A U.S. District Judge denied a motion Feb. 14 to temporarily suspend sweeps of homeless encampments as part of an ongoing lawsuit against the city of Seattle and Washington State Department of Transportation (WSDOT) alleging that the sweeps violate the plaintiffs’ constitutional rights.
Attorneys for the plaintiffs relied on a Los Angeles court case Lavan v. City of Los Angeles, in which the court found that the city had violated the rights of people experiencing homelessness on Los Angeles’ Skid Row by seizing and destroying their possessions that had not been abandoned.
Judge Ricardo Martinez found that was not the practice in the city of Seattle, which “provided notice and followed the procedural safeguards” contained in rules meant to guide city departments on how to perform sweeps.
He concluded that the plaintiffs had not shown that they have a high likelihood of success based on the arguments submitted so far, a requirement for a temporary restraining order.
Attorneys for plaintiffs Lisa Hooper and Brandie Osborne requested the restraining order the week prior in response to continued encampment sweeps that they believe violate protections against unlawful search and seizure and due process by confiscating and destroying property without giving homeless people the opportunity to rescue their belongings. Real Change Homeless Advocacy project joined as a plaintiff in the lawsuit.
Examples included a sweep of the Ballard Locks the week before in which a city employee allegedly cut open a tent with a set of box cutters, exposing personal possessions inside, as well as a cleanup at Greenlake East and Galer East just that morning, said attorney Todd Williams, representing the plaintiffs.
“We don’t live in a perfect world, but we do live in a world with constitutional rights,” Williams said.
Matthew Segal, defending the city of Seattle, told Martinez that the requested order was too broad, and would prevent officials from caring for land and property to which they were entrusted.
He was not aware of any city where so broad an injunction had been imposed, Segal said.
Martinez grilled lawyers on both sides on the specifics of their case.
He challenged Williams, the plaintiffs’ attorney, on the quality of the evidence he brought forward. Williams provided forms that homeless people filled out as declarations of their experiences with sweeps. Martinez asked whether the statements were that of the homeless people or counsel. He also questioned Williams on how a work crew was meant to differentiate between property and refuse.
He then challenged Segal andAssistant Attorney General Alicia Young on the specifics of who conducted the sweeps and what level of training they had in following city procedures.
Much of the back and forth between the plaintiff and defense counsel hinged on whether cleanup protocols used by city and state officials ensured that cleanup workers throw away only trash, not items such as tents, official documents or medications that people need and are difficult to replace. City officials recently revised those protocols, which were up for public comment through Feb. 15, but Williams argued that the city inconsistently applied the old version and could not be trusted to apply the new ones.

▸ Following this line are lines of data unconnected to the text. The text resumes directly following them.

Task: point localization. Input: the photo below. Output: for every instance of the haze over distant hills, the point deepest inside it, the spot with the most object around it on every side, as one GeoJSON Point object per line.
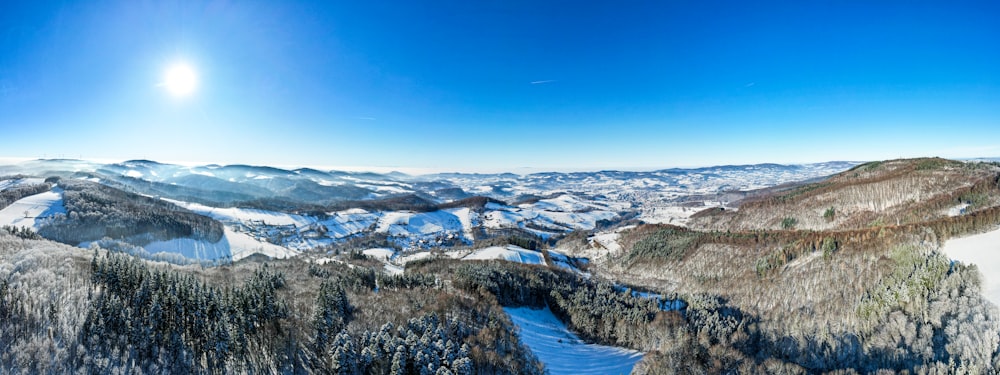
{"type": "Point", "coordinates": [766, 268]}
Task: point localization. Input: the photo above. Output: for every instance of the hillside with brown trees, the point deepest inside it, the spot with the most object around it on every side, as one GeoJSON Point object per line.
{"type": "Point", "coordinates": [871, 195]}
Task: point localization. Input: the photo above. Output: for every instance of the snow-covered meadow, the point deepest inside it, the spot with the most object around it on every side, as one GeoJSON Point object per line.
{"type": "Point", "coordinates": [983, 250]}
{"type": "Point", "coordinates": [562, 351]}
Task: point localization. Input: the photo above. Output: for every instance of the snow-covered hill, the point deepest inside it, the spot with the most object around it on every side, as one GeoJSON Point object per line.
{"type": "Point", "coordinates": [281, 212]}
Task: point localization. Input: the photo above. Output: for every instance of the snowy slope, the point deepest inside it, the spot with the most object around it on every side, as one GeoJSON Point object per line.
{"type": "Point", "coordinates": [563, 352]}
{"type": "Point", "coordinates": [233, 245]}
{"type": "Point", "coordinates": [983, 250]}
{"type": "Point", "coordinates": [32, 210]}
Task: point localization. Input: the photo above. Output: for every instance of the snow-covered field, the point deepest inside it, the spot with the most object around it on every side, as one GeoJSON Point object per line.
{"type": "Point", "coordinates": [233, 245]}
{"type": "Point", "coordinates": [983, 250]}
{"type": "Point", "coordinates": [509, 253]}
{"type": "Point", "coordinates": [30, 211]}
{"type": "Point", "coordinates": [562, 351]}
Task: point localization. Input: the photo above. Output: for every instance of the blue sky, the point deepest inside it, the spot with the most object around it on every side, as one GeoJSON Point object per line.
{"type": "Point", "coordinates": [501, 85]}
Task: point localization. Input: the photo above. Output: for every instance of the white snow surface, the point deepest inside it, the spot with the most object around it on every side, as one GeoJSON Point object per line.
{"type": "Point", "coordinates": [562, 351]}
{"type": "Point", "coordinates": [983, 250]}
{"type": "Point", "coordinates": [32, 210]}
{"type": "Point", "coordinates": [233, 245]}
{"type": "Point", "coordinates": [15, 182]}
{"type": "Point", "coordinates": [509, 253]}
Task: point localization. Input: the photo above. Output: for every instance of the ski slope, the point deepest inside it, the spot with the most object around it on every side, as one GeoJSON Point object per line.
{"type": "Point", "coordinates": [32, 210]}
{"type": "Point", "coordinates": [509, 253]}
{"type": "Point", "coordinates": [983, 250]}
{"type": "Point", "coordinates": [562, 351]}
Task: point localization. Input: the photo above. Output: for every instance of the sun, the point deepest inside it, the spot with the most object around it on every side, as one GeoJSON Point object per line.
{"type": "Point", "coordinates": [180, 80]}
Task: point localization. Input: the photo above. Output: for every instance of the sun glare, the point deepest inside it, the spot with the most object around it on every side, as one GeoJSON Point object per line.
{"type": "Point", "coordinates": [180, 80]}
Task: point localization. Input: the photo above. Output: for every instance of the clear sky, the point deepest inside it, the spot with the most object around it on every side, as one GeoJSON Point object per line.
{"type": "Point", "coordinates": [495, 85]}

The old Multi-Departmental Administrative Rules (MDARS) required that cleanup crews provide 72-hours’ notice prior to a cleanup, and that the city store people’s possessions at a Seattle Department of Transportation facility for up to 60 days. Places that had been swept three or more times could have a generic “no camping” posting.
Encampments were defined as three or more tents or structures, so officials could sweep a campsite with a single tent or a pair of tents without applying the rules and dispose of people’s property without notice.
They could also remove “refuse, hazardous items, building materials, contraband; or evidence of a possible crime” without warning.
They were required to provide notice on how people could reclaim their property.
Advocates have argued — and city officials have agreed — that the mdars are inconsistently followed, and tracking sweeps has been difficult, at best. They made a push for new legislation that would force the city to prioritize cleanups, leaving alone camps that were in locations neither “unsafe” nor “unsuitable” and requiring both outreach and meaningful offers of shelters.
New protocols have been in beta since fall of 2016, Segal said. They improve on the previous iteration by mandating outreach prior to the cleanup, notice at least 72 hours in advance and changes the definition of a campsite from three tents to one. They also offer a delivery service to return property seized during the cleanup.